Protecting Animals During Hurricanes: How Zoos and Aquariums May Handle Irma
After enduring 1992's Hurricane Andrew, Zoo Miami feels cautiously prepared for Irma's landfall
More than 1 million Floridians are being told to evacuate their homes ahead of Hurricane Irma’s arrival, but what about those who can’t leave?
The nation’s zoos have to be prepared for every kind of natural disaster, so the animals under their care stay safe.
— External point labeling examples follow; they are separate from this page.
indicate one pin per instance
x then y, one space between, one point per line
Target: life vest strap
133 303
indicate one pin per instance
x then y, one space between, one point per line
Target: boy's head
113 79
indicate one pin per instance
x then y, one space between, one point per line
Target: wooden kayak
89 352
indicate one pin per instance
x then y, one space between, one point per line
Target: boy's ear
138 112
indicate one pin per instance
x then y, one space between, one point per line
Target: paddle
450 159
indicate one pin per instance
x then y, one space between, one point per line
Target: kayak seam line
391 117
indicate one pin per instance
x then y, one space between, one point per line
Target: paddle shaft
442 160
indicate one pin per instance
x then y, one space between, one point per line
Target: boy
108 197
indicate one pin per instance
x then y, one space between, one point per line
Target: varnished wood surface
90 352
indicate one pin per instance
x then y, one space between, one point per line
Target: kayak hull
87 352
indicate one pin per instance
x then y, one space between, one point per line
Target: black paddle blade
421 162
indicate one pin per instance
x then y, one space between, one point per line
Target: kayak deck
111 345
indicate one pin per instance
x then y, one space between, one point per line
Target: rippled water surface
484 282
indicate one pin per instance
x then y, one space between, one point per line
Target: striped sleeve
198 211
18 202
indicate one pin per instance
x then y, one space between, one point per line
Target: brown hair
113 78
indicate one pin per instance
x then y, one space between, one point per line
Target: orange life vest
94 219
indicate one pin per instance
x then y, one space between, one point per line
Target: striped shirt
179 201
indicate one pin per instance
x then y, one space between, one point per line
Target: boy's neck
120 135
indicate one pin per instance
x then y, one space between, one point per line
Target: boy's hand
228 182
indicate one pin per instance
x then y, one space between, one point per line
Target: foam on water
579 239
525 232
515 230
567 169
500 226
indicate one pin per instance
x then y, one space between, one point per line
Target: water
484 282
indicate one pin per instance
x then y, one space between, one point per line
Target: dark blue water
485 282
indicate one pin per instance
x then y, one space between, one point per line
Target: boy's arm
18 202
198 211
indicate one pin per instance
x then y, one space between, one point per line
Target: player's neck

This can result in some creative to solutions.
According to NPR, Zoo Miami’s flamingos rode out 1992’s Hurricane Andrew and 1998’s Hurricane George in one of the zoo’s bathrooms, flocking together on hay added to the floor.
Now, the zoos of Florida are preparing their furry and feathered residents for a massive storm once more, following their current disaster preparedness protocols, which zoos belonging to the The Association of Zoos and Aquariums are required to run through at least once a year.
The plans include preventive measures similar to those many humans take with their homes. Loose debris, signs, plants and tarps are taken down from around the zoo; staff members stock up on supplies for all of the animals and make their meals in advance; and generators are prepared in case of a power outage. Along with all of these resources, each zoo often has a set of staff members assigned to stay on site through the natural disaster to ensure any emergencies can be handled immediately, and that all the animals are fed correctly and on schedule.
Evacuation is rarely an option, since moving animals in high-stress situations is often more dangerous than staying put, especially when dealing with an unpredictable storm.
“That’s probably the No. 1 question I get asked: ‘Oh my God, when are you going to evacuate animals?’ We are never going to evacuate animals,” Zoo Miami’s communications director Ron Magill told NPR.
He added, “Night houses are made of poured concrete, welded metal, to withstand the strength of the animal itself. And fortunately, it’s also strong enough to withstand the strength of a major hurricane.”
This means that large animals will bunker down in their indoor enclosures, whiles smaller residents will be moved to the safety of individual kennels in zoo buildings.
Since a zoo’s disaster preparedness plan is always evolving, facilities often make changes based on past experiences. Since Hurricane Andrew blew away its walk-in freezers and fridges, Zoo Miami rented freezer and refrigerator trucks ahead of Hurricane Irma to keep food fresh. Close to 100 of the zoo’s birds died in Andrew, so Zoo Miami has strengthened the hurricane safety measures in all of its aviaries.
Once the storm blows over, other zoos are often quick to help those affected by a disaster, sending in resources and taking in animals that need to be temporarily housed while exhibits are repaired.
“For a lot of people — and I’m speaking for myself in Andrew — the zoo became almost a haven for us,” Magill said. “We became a better zoo. And as bad as this storm looks, I know we’ll be able to make it through this also.”